Deploying Flows Programmatically

Besides running flows via an API, you can deploy flows to one of the production orchestrators supported by Metaflow programmatically. For instance, you can use this feature to create a deployment script running as a part of your CI/CD system, e.g. on GitHub Actions, to deploy a flow to production automatically after a pull request has been approved.

Deploying to production with the Deployer API

Deployments are handled through the Deployer API which follows closely the command line interface used to push flows to production orchestrators like Argo Workflows and Step Functions.

This diagram outlines the deployment process and the objects involved:

  1. Instantiate a Deployer class pointing at the flow file you want to deploy:
from metaflow import Deployer
deployer = Deployer('helloflow.py')
  1. Choose an orchestrator - here Argo Workflows - and call create() to deploy the flow
deployed_flow = deployer.argo_workflows().create()

The flow is now scheduled for execution! If you had annotated the flow with a @schedule decorator, it would run automatically at the desired time. Had you annotated it with @trigger, or @trigger_on_finish, it would run automatically when the specified event arrives.

Triggering a flow explicitly

You can trigger a deployed flow explicitly by calling trigger()

triggered_run = deployed_flow.trigger()

You can specify any Parameters in trigger, e.g.

triggered_run = deployed_flow.trigger(alpha=5, algorithm='cubic')
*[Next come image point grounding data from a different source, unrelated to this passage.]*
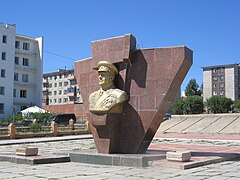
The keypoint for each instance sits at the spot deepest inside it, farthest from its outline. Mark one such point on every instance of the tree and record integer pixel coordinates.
(219, 104)
(178, 106)
(189, 105)
(193, 105)
(192, 88)
(237, 106)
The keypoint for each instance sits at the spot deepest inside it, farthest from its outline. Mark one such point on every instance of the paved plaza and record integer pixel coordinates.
(71, 170)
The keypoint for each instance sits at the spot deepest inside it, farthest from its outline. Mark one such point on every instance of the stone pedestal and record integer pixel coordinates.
(151, 78)
(27, 151)
(178, 156)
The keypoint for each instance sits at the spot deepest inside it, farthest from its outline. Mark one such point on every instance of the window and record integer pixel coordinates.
(14, 92)
(24, 77)
(15, 76)
(1, 108)
(2, 90)
(3, 73)
(16, 61)
(23, 93)
(26, 46)
(25, 62)
(23, 107)
(17, 44)
(4, 40)
(215, 78)
(214, 70)
(73, 82)
(4, 56)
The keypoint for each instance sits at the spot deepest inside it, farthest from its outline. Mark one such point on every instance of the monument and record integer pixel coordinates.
(128, 96)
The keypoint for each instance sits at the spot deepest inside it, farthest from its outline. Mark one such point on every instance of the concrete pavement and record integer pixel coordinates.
(71, 170)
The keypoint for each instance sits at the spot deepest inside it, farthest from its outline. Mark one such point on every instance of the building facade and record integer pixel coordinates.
(21, 66)
(221, 80)
(60, 88)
Triggering returns a TriggeredRun object, representing a run that is about to get scheduled by the orchestrator. Only when the start step starts executing, a corresponding Run object becomes accessible. This may take a while, for instance, if a new cloud instance needs to start to execute the task:

import time
while triggered_run.run is None:
print(f'Waiting for the run to start')
time.sleep(1)
print('Run started', triggered_run.run)

Terminating a triggered run

You may terminate a triggered run at any time by calling

triggered_run.terminate()

Orchestrator-specific methods

Besides the common methods highlighted above, each orchestrator exposes additional methods for managing deployments and triggered runs. For details, see the API documentation for Deployer.

note

Currently, Deployer doesn't support deployments to Apache Airflow, as Airflow doesn't expose an API for deployments. Instead, you should copy the resulting Airflow dag manually to your Airflow server.